Learning Spanish

I live in a highly Mexican area. I also work at a hospital that does outreach missions to Panama (the country).

I'm doing Duolingo but it doesn't help conversion at all. What are some things I can do for free (or download for "free") to help me learn? Any good movies or shows? I work nights and sometimes it's slow so I can watch/listen.

Learning spanish is a waste of time, every area under the influence of the USA (and both Spain and Latin America are) will lose their language by assimilation into english and become dead within the next centuries.

Uh, that isn't how language works, but thanks for the bump.

Holy shit, dude half the fucking TV channels are in Spanish.
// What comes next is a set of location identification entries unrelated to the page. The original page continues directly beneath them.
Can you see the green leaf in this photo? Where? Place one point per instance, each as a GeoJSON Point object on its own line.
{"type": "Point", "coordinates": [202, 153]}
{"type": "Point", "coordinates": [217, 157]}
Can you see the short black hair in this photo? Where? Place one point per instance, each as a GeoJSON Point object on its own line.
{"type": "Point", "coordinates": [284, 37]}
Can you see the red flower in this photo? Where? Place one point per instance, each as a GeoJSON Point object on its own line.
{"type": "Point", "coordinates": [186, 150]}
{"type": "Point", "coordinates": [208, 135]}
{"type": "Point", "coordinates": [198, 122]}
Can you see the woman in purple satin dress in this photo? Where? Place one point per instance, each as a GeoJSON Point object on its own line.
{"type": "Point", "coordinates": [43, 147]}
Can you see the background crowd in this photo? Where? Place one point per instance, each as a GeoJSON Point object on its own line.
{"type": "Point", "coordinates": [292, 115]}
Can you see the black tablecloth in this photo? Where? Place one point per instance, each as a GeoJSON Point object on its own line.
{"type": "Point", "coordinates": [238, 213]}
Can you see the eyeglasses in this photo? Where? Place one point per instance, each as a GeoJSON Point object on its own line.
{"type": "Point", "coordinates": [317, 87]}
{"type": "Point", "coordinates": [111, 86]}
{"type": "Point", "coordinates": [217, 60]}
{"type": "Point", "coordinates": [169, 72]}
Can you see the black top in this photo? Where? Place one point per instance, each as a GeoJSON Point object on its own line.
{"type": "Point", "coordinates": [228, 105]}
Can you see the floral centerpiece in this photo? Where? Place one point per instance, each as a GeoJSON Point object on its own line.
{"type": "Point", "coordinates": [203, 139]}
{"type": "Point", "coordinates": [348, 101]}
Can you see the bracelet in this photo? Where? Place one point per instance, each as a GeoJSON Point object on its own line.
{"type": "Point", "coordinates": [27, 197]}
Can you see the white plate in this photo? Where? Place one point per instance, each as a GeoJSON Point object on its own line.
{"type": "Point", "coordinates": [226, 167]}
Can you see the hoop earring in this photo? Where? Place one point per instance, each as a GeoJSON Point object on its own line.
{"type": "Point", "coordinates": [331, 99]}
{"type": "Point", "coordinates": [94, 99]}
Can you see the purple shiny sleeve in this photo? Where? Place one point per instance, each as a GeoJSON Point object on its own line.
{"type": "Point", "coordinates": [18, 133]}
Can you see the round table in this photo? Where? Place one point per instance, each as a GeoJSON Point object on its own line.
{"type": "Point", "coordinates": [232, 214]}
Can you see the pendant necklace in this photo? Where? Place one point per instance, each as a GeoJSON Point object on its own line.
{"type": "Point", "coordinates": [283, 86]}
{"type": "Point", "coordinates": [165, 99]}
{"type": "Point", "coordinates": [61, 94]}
Watch telemundo and stop being lazy

Yes it is. We had multiple languages in Spain and spanish assimilated them gradually. The same is doing english now with spanish.

No, sorry.

Yes. Just accept it. Spanish is irrelevant.

CHI

You can go onto youtube itself and watch news and movies in spanish or go to the library to rent movies. Start grasping vocab and speak to other users, or even yourself. Over time you will progress. Not really brain science.

When you are starting to learn a language, I think going to class (in person) is very important.
I don't know how it goes in america, check your local community college, or there must be somewhere were they teach adults.

After you have aquired some knowledge you can start to watch films and tv shows with english subtitles and later swich to spanish subtitles and finally without them.

You realize America alone gets something like 20+ new Spanish speaking only people a day right? You know that Spanish is the fastest growing language in the world, also besting every language in worldwide use right behind English.

Or you could just be a complete and total idiot.

This.

Why would you learn Spanish when you can just speak English in Spain when you are 900 years old.

Spanish took over because I was better. It's one of the 5 languages of the U.N. it is the 4th most spoken language in the world with Mandarin, Hindi, and English beating it out.
Retard.

Fuckin loled.

Spain might have a dying problem, but I live in Texas and can tell you a ton of Spanish speakers refuse to learn English and will always speak Spanish.

I go on vacation to Spain almost every year. And most don't speak English at all.

But it never bothered me much. They are really good at communicating with their hands and feet. And somehow Spanish always sounds a bit familiar anyway. More so than French for example.

But Spanish is growing in the USA now as a language.

And user if you really want to, then get a couple of Spanish-speaking friends and just talk to them. Spanish is easy. (Trust me. One big thing that is sort of hard to grasp for Germanic lang folks are the verbs so watch out for them) I know couples where the one who didn't speak Spanish (at all) could speak comfortably in the span of half a year just by speaking to the one who did.

Add to that the most helpful thing (But hard to do): Immerse yourself in the language, easy for you because of where you are I believe. Try to change everything you do where English is involved into Spanish, whenever possible. Read Spanish, listen to Spanish, write Spanish, think Spanish.
Do you like music? Listen to Spanish music
Do you play games? Play them in Spanish
Heck, try and visit Spanish chans.
This is how kids do it.

And you could start by going to classes, most of them are good at introducing the language, and they'll "reinforce" lots of stuff you'll encounter later on so to speak. But learning "why" or "how" things are done isn't that important in my opinion.

Enjoy your game.

Thanks, this was actually helpful. We have a Spanish radio station here but it's just stuff you'd hear in a mexican restaurant, and it makes me stupid hungry. I'm in a hospital right now where 80% are Spanish speaking only, and it would be very helpful. We have an aide that talks to me in Spanish but I have yet to be able to converse. Thanks again.

The difference is that the spaniards try hard to communicate, while people in other countries don't give a fuck about foreigners

REEEEEEEEEE IT'S NUMBER TWO YOU FUCK

>Spanish is irrelevant
What did he mean by this?

I don't know, he's just a miserable cunt.
t. spanish expert

I learned a bit of Spanish in high school and now I'm learning Italian, so I can see how similar but different they are. Once I get a little bit fluent in Italian how difficult will it be to learn Spanish while separating the two? Or will I just end up thinking in some kind of spaintalian?